Remote Sensing Wind and Wind Shear System.
Interim rept. Jan 74-Sep 76 on Phase 3,
NATIONAL OCEANIC AND ATMOSPHERIC ADMINISTRATION BOULDER COLO WAVE PROPAGATION LAB
Pagination or Media Count:
The prototype development of an acoustic Doppler remote-sensing system to detect low-level wind shear generated by synoptic-scale features such as frontal surfaces is described. The detector system measures the vertical profile of wind by determining the Doppler frequency shift of vertically transmitted acoustic signals that are scattered by small-scale atmospheric inhomogeneities. Following earlier acoustic Doppler tests at Stapleton International Airport in Denver, Colorado, significant improvements have been accomplished on the acoustic transmitter and receiver antennas, and signal processing.

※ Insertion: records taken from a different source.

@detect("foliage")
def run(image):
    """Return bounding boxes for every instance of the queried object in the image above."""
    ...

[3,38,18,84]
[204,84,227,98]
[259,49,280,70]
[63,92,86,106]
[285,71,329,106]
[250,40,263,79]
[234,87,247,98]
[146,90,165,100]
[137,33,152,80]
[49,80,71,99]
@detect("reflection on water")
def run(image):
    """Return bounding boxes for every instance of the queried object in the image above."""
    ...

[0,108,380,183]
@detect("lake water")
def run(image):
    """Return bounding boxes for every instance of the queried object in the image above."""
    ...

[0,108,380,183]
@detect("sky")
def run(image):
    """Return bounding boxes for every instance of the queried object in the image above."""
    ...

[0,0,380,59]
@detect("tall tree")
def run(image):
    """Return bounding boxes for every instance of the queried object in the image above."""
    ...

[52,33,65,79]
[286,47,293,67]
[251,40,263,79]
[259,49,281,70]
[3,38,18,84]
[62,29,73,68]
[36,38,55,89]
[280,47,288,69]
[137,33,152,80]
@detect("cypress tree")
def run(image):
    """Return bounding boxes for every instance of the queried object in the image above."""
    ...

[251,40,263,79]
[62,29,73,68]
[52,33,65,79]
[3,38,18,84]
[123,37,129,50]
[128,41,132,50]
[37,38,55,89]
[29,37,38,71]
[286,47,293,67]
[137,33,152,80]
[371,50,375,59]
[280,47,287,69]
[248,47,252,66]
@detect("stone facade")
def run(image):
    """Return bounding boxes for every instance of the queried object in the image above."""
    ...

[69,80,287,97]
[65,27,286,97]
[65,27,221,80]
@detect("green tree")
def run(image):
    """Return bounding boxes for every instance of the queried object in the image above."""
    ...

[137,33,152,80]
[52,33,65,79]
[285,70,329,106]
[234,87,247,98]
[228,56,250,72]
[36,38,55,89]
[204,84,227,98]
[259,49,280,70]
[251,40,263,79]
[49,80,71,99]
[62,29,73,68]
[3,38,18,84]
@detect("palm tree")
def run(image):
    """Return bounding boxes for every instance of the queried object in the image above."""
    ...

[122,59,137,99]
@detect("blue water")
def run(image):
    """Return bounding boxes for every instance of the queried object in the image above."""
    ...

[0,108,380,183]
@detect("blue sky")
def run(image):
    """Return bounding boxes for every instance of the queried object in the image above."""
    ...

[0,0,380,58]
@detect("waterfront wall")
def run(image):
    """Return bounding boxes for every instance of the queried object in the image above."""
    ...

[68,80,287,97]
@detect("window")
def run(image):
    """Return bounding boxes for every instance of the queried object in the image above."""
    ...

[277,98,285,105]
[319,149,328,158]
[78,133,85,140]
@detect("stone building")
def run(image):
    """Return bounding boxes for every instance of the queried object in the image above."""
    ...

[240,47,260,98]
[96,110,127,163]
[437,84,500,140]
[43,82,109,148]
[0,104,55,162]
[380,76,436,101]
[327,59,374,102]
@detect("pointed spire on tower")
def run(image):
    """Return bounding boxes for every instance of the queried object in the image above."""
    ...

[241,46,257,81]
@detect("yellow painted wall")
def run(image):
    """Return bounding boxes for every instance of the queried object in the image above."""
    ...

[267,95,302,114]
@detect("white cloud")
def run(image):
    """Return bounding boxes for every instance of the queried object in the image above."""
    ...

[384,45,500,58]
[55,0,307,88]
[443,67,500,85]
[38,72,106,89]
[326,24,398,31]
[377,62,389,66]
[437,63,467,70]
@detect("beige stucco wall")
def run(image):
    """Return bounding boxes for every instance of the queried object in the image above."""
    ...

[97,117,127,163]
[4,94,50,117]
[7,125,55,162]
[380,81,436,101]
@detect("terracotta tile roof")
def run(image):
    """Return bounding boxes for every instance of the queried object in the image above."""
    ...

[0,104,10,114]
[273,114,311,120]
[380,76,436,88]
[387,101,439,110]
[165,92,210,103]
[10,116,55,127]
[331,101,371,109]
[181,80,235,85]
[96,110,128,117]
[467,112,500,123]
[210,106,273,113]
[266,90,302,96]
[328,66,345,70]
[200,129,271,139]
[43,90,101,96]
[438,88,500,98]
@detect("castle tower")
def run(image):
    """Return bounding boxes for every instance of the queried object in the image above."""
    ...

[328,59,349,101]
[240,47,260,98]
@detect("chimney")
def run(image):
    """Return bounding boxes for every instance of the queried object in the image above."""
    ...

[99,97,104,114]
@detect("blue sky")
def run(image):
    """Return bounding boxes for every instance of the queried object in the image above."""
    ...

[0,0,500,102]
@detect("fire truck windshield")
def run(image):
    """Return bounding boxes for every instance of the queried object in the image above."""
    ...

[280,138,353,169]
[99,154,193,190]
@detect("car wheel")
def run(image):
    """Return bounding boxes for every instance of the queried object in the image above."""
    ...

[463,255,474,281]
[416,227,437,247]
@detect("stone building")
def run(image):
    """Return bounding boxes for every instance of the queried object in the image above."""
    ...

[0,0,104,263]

A concial horn reflector antenna with a 2-m diameter aperture fed by 12 high-power acoustic drivers through a manifold increased the transmitted power by more than 100. Substantial improvements have been achieved in received signal-to-noise ratio by developing a narrow-beam, off-focus steered receiver antenna that is capable of tracking the upward propagating acoustic pulse. Development of new system software made all-digital signal processing and computerized system control possible. A brief review of wind-shear types and their detection is followed by a discussion of second-generation wind-shear detection systems employing lidar and microwave radar devices.